Biomacromolecules. 2009 Apr 13;10(4):756-65. doi: 10.1021/bm801199z.
We recently described a strategy for intracellular delivery of macromolecules, utilizing pH-responsive "core-shell" structured gel particles. These cross-linked hydrogel particles disrupt endosomes with low toxicity by virtue of physical sequestration of an endosome-disrupting "proton sponge" core inside a nontoxic hydrophilic shell. Here we tested the efficacy of this system for cytosolic delivery of a broad range of macromolecular cargos, and demonstrate the delivery of proteins, whole viral particles, or siRNA oligonucleotides into the cytosol of dendritic cells and epithelial cells via core-shell particles. We assessed the functional impact of particle delivery for vaccine applications and found that cytosolic delivery of protein antigens in dendritic cells via the core-shell particles promotes priming of CD8(+) T-cells at 100-fold lower doses than soluble protein. Functional gene knockdown following delivery of siRNA using the particles was demonstrated in epithelial cells. Based on these findings, these materials may be of interest for a broad range of biomedical applications.
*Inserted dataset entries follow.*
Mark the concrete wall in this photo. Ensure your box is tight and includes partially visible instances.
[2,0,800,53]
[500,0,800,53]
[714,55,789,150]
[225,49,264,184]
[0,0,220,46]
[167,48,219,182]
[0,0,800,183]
我们最近描述了一种利用 pH 响应型“核壳”结构凝胶颗粒进行大分子细胞内传递的策略。这些交联水凝胶颗粒通过将一种破坏内体的“质子海绵”核心物理隔离在无毒亲水性壳内来破坏内体,具有低毒性。在这里,我们测试了该系统用于广泛的大分子货物胞质传递的功效,并通过核壳颗粒将蛋白质、完整病毒颗粒或 siRNA 寡核苷酸递送至树突状细胞和上皮细胞的胞质溶胶中。我们评估了颗粒传递在疫苗应用中的功能影响,发现通过核壳颗粒将蛋白质抗原递送至树突状细胞中可促进 CD8(+)T 细胞的启动,所需剂量比可溶性蛋白低 100 倍。在使用这些颗粒传递 siRNA 后,在上皮细胞中证明了功能性基因敲低。基于这些发现,这些材料可能对广泛的生物医学应用感兴趣。